The majority of respondents (88.5%) reported trusting the NHS to some extent and around half (49.5%) of these respondents endorsed trusting the NHS completely.

  • Respondents from the higher SEG groupings were more likely to trust the NHS (89.8%) than those from lower SEGs (86.2%).
  • Over ninety percent (96.2%) of the 60+ year group reported trusting the NHS to some extent compared to 87.2% of 30-59 year olds, and 80.9% of 18-29 year olds.
  • Men were more likely to trust the NHS (89.8%) than women (87.5%). Additionally, men were more likely to report trusting the NHS completely (53.7%) than women (45.6%).
  • Respondents with a pre-existing mental health condition were more likely to report not trusting the NHS (10.6%) compared to those without a pre-existing mental health condition (5.8%).
  • The majority of those with a with pre-existing physical health condition felt the NHS were trustworthy (93.2%) compared to 87.4% of those without a pre-existing physical health condition.

Trust in government

Respondents were asked to what extent they felt the UK and Scottish governments could be trusted.

Just under a third of respondents (29.2%) said that they felt the UK government could be trusted to some extent while 61.1% said they did not trust it at all or did not trust it very much.

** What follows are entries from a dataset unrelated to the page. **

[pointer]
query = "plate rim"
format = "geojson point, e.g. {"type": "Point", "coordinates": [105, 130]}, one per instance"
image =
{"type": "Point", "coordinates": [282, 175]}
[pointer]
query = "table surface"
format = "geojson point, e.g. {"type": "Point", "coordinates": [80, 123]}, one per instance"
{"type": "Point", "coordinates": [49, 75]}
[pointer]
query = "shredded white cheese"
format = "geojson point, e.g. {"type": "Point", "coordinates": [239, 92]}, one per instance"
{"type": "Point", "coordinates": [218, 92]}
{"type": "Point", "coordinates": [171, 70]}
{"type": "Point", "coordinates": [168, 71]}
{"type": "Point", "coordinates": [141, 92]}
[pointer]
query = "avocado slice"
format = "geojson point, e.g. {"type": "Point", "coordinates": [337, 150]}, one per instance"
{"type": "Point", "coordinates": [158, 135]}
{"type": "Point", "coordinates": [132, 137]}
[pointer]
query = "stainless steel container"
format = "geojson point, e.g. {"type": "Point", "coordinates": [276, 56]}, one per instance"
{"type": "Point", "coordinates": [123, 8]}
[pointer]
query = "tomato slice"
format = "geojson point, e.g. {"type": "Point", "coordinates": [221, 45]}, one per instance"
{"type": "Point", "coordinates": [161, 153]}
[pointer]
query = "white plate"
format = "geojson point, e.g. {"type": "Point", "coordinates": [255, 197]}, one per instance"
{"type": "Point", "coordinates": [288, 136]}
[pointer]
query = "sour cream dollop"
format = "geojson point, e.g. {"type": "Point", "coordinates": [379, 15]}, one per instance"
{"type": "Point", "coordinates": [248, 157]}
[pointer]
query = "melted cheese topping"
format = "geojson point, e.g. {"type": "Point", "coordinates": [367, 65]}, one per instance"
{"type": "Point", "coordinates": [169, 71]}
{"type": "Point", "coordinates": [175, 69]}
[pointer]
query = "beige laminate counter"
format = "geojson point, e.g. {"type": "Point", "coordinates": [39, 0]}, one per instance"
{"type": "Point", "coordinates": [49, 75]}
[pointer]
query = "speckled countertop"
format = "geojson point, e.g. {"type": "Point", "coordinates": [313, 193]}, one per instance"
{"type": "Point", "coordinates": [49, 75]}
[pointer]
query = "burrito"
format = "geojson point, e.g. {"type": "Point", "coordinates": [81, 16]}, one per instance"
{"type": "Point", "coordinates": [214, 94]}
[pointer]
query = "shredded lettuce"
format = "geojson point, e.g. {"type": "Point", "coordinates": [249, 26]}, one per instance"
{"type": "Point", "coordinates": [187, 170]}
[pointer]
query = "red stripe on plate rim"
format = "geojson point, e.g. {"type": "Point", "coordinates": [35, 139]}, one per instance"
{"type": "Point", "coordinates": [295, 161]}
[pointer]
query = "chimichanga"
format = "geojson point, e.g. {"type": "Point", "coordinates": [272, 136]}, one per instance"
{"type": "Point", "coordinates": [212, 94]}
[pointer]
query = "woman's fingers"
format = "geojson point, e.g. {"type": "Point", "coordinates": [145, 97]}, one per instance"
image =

  • The 60+ age group were more likely to report trusting the UK government to some extent (37.9%) than respondents in either of the other age groups (30-59 year olds: 26.0%; 18-29 year olds: 24.4%).
  • Men were more likely to report not trusting the UK government at all (37.3%) compared to women (30.2%).
  • Over three quarters of respondents with a pre-existing mental health condition were more likely to report not trusting the UK government (79.5%) compared to those 58.5% of those without a pre-existing mental health condition.
  • Respondents with a pre-existing physical health condition were more likely to report not trusting the UK government (68.2%) than those without a pre-existing physical health condition (59.4%).